(CNN) -- Some lawmakers have urged the State Department to rethink plans to sponsor the imam behind a controversial mosque on a trip to the Middle East.
Imam Feisal Abdul Rauf is at the center of efforts to build a mosque near the site of the September 11, 2001, attacks in New York. He is going to the Middle East on a trip funded by the State Department.
Reps. Ileana Ros-Lehtinen (R-FL) and Peter King (R-NY), the ranking members of the Foreign Affairs and Homeland Security committees, called the State Department's funding of Rauf's trip "unacceptable," and said American taxpayers should not have to subsidize his tour.
"The State Department's selection of Feisal Abdul Rauf to represent the American people through this program further calls into question the administration's policy and funding priorities," the statement said, noting the Imam has suggested in interviews that America was to blame for the September 11 attacks.

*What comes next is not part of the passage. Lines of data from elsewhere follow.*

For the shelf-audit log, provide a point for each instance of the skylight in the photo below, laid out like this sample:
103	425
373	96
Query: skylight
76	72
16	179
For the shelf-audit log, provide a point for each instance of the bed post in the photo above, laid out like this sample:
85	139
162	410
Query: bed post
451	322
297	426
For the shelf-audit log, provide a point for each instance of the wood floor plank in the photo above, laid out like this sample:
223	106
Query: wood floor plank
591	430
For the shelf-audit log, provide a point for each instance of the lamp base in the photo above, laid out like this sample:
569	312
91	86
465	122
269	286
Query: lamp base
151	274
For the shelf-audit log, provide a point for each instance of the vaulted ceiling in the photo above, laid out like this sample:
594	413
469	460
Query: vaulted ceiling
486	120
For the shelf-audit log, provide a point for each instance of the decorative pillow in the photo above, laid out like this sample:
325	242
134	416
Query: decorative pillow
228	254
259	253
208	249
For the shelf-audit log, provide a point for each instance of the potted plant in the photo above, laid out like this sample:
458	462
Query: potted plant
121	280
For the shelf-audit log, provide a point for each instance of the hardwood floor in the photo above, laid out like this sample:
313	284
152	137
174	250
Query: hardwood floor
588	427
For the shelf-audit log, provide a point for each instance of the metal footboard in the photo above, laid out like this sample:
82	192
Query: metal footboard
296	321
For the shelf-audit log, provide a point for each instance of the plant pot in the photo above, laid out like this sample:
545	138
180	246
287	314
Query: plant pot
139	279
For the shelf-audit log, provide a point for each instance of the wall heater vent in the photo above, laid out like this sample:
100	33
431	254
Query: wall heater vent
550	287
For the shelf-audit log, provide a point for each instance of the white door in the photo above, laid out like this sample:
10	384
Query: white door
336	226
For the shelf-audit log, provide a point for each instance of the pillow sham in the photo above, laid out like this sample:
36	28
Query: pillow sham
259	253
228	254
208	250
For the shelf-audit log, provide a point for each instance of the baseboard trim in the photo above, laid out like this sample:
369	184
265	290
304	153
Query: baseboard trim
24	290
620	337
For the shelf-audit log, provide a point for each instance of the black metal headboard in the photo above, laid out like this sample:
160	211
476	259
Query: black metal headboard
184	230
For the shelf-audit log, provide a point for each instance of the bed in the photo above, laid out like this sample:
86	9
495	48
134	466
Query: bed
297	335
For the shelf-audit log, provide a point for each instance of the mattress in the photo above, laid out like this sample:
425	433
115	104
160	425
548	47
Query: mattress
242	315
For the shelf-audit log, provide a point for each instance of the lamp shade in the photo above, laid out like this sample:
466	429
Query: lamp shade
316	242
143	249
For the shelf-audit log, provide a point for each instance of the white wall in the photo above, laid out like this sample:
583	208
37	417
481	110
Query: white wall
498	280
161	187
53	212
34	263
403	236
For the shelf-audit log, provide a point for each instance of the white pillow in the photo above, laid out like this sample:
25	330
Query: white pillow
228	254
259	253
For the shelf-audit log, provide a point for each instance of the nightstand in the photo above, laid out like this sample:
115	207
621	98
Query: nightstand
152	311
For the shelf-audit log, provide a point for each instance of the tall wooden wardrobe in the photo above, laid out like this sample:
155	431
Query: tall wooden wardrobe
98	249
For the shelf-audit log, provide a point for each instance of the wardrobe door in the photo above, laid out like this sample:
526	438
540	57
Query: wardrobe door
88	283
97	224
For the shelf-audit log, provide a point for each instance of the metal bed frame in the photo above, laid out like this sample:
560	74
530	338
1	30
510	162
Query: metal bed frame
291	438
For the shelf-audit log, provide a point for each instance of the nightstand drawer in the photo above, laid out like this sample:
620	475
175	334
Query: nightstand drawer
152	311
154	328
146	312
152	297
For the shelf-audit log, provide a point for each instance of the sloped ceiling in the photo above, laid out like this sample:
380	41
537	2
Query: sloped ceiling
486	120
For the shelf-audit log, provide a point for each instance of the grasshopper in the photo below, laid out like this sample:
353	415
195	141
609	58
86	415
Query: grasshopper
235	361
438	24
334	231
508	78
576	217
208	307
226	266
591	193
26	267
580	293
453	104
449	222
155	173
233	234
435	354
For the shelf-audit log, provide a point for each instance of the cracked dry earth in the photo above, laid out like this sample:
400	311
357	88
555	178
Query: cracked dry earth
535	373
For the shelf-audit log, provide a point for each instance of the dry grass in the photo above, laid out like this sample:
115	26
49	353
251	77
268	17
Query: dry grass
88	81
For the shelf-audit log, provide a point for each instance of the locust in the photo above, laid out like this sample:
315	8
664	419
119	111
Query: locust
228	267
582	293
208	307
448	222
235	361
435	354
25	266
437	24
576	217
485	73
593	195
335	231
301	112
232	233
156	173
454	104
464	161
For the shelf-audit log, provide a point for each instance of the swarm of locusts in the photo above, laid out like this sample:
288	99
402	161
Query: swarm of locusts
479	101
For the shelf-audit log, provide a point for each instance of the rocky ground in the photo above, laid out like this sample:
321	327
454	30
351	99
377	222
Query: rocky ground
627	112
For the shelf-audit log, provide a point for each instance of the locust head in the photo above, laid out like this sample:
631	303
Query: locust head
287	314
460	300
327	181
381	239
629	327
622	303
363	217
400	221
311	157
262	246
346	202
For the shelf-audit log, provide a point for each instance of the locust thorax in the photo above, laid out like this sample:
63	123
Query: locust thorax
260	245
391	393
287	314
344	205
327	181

It's Rauf's third trip to discuss Muslim life in America and religious tolerance, State Department spokesman P.J. Crowley said.
"We have a long-term relationship with him," Crowley said. "His work on tolerance and religious diversity is well-known, and he brings a moderate perspective to foreign audiences on what it's like to be a practicing Muslim in the United States."
Crowley said the imam's trip would take him to Qatar, Bahrain and the United Arab Emirates. His previous trips under the government program were in 2007 to Bahrain, the UAE, Qatar and Morocco, and earlier this year to Egypt.
The trip is one of about 1,200 similar programs of sending experts overseas, Crowley said.
"Last year we had, you know, 52 trips that were specifically focused on promoting religious tolerance," he said.
Crowley said the imam would not be allowed to raise funds on the trip.
The controversial plan includes a mosque two blocks from the site of the terror attacks as part of a $100 million, 13-story Islamic center. The project is led by the advocacy group the Cordoba Initiative, which promotes better relations between Muslims and the West.
The mosque has drawn opposition from many families of the September 11 victims, as well as members of Congress and the Jewish civil rights group the Anti-Defamation League. Some have argued building a mosque near ground zero is disrespectful to the victims of the attacks.
Crowley said the Obama administration is not taking a position on the merits of the mosque or the Islamic center, which he called a zoning matter for the city of New York.
But the State Department posted a transcript of comments by New York Mayor Michael Bloomberg objecting to opposition for the mosque on a website it runs for foreign audiences, including Arab and Farsi translations.
"We thought it was useful for people overseas to understand perspectives on this issue," Crowley said in defending the posting. "We certainly support what the mayor was underscoring, which is the history of religious diversity and religious tolerance in his city."
He added that Rauf's trip was planned well before the plans for the mosque were developed.